Houston blocked out the noise as he went through a long rehab for the second time in three years.

“This is a competitive league and anytime you get hurt, there’s always the 'next man up' theory," Houston said. "So you can’t really focus on whether it’s about you being missed. It’s more about the team being successful.”

Now the Bears have to consider themselves lucky to have Houston. And hope the injury bug doesn't bite him again, or Floyd, or Young, or Dan Skuta or Sam Acho before the games start to count. Houston was brought in by former Bears GM Phil Emery in 2014 after an 8-8 season under Marc Trestman. His first ACL injury on his first Bears sack during a blowout road loss to the New England Patriots was almost emblematic of that chaotic, at times embarrassing, season.

“It’s much different now,” Houston says entering year three under John Fox, despite the 9-23 record. “We have a more cohesive locker room. Guys are excited to be here, they want to play football, they want to win. You can feel the vibe around the building. Everybody’s really into what we’re doing and how we’re doing it, and I think that’s going to make us a much better football team."

Houston now looks to flash back, performance-wise, to 2015, in his first season under Vic Fangio, and most of a defensive staff that seems to have the minds and architects in place. Now it’s a matter of having the right talent, and keeping it as healthy as possible, despite the ominous start with McPhee.

“We have to put in the work to show our identity and what we want that to be. Right now (it’s early) we don’t have an identity," Houston said. "We’re working and we’re going to find one before camp is out. I think we’re all excited about that and putting our best foot forward doing it.

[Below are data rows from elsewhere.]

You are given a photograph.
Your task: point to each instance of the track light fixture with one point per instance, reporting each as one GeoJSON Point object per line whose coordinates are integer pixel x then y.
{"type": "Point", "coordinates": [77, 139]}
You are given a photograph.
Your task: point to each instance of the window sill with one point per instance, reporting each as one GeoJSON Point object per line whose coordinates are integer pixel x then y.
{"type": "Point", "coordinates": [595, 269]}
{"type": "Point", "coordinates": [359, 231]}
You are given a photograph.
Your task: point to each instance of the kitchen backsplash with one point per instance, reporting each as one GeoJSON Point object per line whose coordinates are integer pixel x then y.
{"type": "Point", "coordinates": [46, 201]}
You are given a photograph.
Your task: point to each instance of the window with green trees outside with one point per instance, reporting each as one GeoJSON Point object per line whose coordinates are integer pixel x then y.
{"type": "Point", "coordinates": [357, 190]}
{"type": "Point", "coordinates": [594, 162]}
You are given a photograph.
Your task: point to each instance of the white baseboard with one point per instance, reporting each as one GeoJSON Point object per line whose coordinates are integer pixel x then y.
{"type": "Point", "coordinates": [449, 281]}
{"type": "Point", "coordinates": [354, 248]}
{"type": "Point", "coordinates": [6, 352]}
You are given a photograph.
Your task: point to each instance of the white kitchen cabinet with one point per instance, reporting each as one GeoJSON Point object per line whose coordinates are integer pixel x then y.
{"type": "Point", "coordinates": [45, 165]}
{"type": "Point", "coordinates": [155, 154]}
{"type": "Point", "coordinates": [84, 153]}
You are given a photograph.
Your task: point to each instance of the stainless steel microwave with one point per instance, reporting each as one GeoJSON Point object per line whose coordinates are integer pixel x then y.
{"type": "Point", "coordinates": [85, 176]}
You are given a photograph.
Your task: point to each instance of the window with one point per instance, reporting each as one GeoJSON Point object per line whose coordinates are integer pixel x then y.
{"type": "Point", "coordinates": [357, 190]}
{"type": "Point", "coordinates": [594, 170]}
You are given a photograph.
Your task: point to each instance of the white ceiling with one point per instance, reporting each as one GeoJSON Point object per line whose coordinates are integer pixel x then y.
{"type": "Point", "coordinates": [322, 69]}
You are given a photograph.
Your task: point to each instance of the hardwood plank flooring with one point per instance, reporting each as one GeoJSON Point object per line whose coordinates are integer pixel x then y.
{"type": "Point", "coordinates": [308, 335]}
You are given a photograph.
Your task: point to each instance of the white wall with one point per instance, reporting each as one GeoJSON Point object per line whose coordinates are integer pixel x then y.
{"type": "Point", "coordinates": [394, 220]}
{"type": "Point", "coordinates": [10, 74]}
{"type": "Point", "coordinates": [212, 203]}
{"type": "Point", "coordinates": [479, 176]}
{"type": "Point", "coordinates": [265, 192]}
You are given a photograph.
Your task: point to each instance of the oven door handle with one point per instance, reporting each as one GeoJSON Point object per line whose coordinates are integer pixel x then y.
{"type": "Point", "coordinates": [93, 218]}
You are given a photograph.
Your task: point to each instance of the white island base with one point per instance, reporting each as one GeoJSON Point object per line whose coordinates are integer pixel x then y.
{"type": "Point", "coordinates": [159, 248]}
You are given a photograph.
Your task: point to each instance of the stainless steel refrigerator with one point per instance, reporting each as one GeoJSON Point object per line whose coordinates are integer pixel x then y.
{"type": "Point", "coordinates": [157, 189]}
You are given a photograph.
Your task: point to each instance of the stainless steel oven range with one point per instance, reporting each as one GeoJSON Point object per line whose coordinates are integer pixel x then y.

I think that’s something we have to earn. We have to work to build it and we’re going to keep on punching away.

“Thankfully we have the same defense and same coaches so I can get right back in this defense and get rolling again. Just to be around practice, be around the guys, the coaches, I’m very grateful for it and very excited about it. I’m not really worried about proving what I can do. I’ve got the same coaches, they know what I can do. Right now I’m thinking of getting thru the process, making steady progress and getting back out on the field and playing hard."